My problem is that when you come up with an excuse it's a good one that Bethesda could've easily implemented. The Institute could've killed everyone to divert power, but Bethesda never tell us that.
Ironically you're contributing to this thread, by justifying these stupid plot holes you're giving valid points Bethesda could've easily used to form a coherent story. You obviously like Fallout 4, so I'm stumped as to why they would hire Emil over someone like you- that can turn these absurd and idiotic Bethesderps into good stories.
^this isn't sarcasm by the way. I mean it.
Thank you very much.
I generally cut Bethesda a good deal of slack because there's things which can be inferred or guessed at without being spelled out. Also, there's fun in being able to guess at things but Fallout 4 is frustrating for me as it's very clear to me that they often have plans to have things explained but don't or just don't care.
It feels like an opposite of Skyrim weirdly. Skyrim has a bunch of questions and holes but you know Bethesda has an answer to every damn one of these questions you might raise even when they do retcon the shit out of the game every new edition. They bother to state, "Talos did it" for why it's no longer jungle in Cyrodiil. Here, it doesn't necessarily feel like it's done and I can't help but wonder if the answer was there originally (the Institute mentions it steals power) but got left out because theres multiple writers and programers.
One of my big problems with Fallout 4 is the loss of the written dialogue because that drastically reduced the amount of questions you could ask. You could spend all day asking things in F3 and Fallout New vegas and that's just not an option this time around. Even the terminals feel more full of minutia this time around with only a few like Libertalia's being interesting to bother with.
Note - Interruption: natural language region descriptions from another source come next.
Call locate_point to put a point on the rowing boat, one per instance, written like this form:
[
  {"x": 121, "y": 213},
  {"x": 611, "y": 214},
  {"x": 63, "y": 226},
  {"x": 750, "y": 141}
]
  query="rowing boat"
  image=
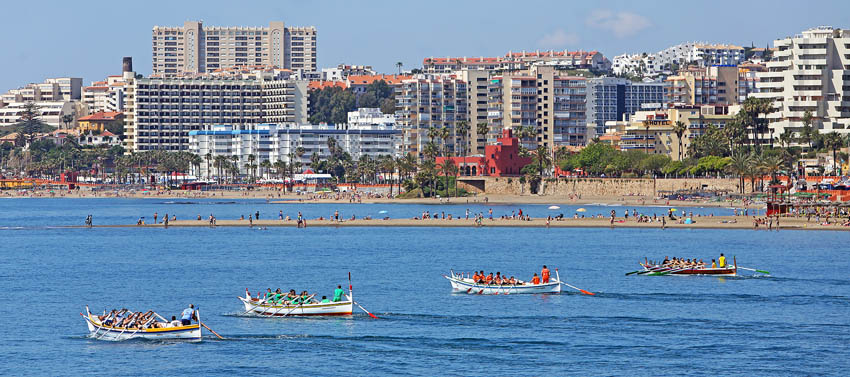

It doesn't reward players who DO want to know all this stuff.
Honestly, I think part of the thing which frustrates me about Fallout 4's story isn't necessarily the lore breaks but the big holes in the personal narrative. I can deal with Jet existing Pre-War and come up with excuses if I have to (the Power Armor is harder) but there's a bunch of missing emotional beats storywise.
You can't discuss or research very important stuff about the narrative in-game. Did Shaun create the Super Mutants? Why can't you bring up your son is a mass-murderer if he did create the Super Mutants? Are the Super-Mutants the kidnapped Wastelands the Synths replace? Can they be cured with the Doctor's serum? What happened to all those missing Wastelanders?
That hurt my personal RPG because these are very big deals. I, for one, would like to know who raised Shaun to be the vicious sociopath he is. You could make an interesting story by having it be Doctor Zimmer for example but he's not in the game.
So you could say the breaks aren't issues so much as it'd be nice to have someone who is the continuity master to answer these questions like in Star Wars (who has one of these) or someone to talk about Fallout like Sawyer did his Fallout Bible.
I suspect the answer is the online video game "The Writer will Do something" which is a satire of how video games are made. Basically, Cabot House was one writers baby while another writer wrote something else and it was all just tied together.